Of course, defenders of our responsibility practices could respond by claiming that as long as we correctly identify the guilty, and fairly apportion blame, all the suffering and trauma that Caruso highlights is besides the point. Punishment is supposed to be harsh and, in a sense, traumatic. This, however, ignores the growing evidence to suggest that we are often too willing to blame people, even when the facts may not justify our desire to do so. Studies by the psychologist Mark Alicke, for instance, suggest that people often engage in blame validation, meaning that first they find someone to blame, then they find a way to justify it. Collectively, this evidence, when tied to Caruso's arguments, suggests that our current responsibility practices can be morally inhumane and cause unnecessary scapegoating, physical harm, and psychological torment.
Additionally, a number of philosophers have highlighted the tragic nature of our moral choices. Lisa Tessman, from Binghamton University, is one of the most articulate and emphatic defenders of the idea. In her books, Moral Failure and When Doing the Right Thing is Impossible, she highlights numerous moral dilemmas and choices we face in life, each of which involves some unavoidable and hard-to-evaluate tradeoff between competing moral considerations. Here's a simple example: Imagine that you are a parent to two children. You love them both and think they are both equally morally deserving of your attention and love. Nevertheless, the world being the way it is, you will frequently have to pick and choose between them, attending one child's soccer match while missing the other's piano recital (or some variation on this theme). This is what it means to face a tragic choice: to be forced to pick between incommensurable and/or equally valid moral considerations. How common is this phenomenon? As Tessman put it to me, moral intuition often leads us “to the verdict that we are impossibly required to do something, such as protect a loved one, even if we are unable to do so, or carry out both of two, non-negotiable moral requirements.” So common is the experience, in fact, that Tessman takes “human life to be full of tragedy” because “humans are vulnerable to losing what we deeply value and cannot replace … [and] we are often in situations in which we cannot protect others from these losses.”
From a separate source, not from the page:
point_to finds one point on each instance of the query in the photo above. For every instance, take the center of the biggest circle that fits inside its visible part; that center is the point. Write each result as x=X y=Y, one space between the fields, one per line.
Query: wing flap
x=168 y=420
The parent-child example is a relatively low stakes and private instance of tragic choice. There are many high-stakes, public decisions that involve similar tradeoffs. Consider decisions about the allocation of scarce medical resources (the “Who gets the ventilator?” dilemma that arose early in the Covid-19 pandemic) or the allocation of social opportunities (scholarships, funding). Anyone who has been involved in such decisions will know that they often devolve into largely arbitrary choices between equally deserving candidates. While some people can ignore the apparent tragedy inherent in such decisions, others anguish over them. Tessman argues that this anguish is a “fitting” response to the pervasiveness of tragedy. But some responses are not so fitting: To morally blame people for their choices in such contexts, and to punish them for making what you think is the wrong choice, is perverse and unjustified. And yet people often cannot resist the urge to do so.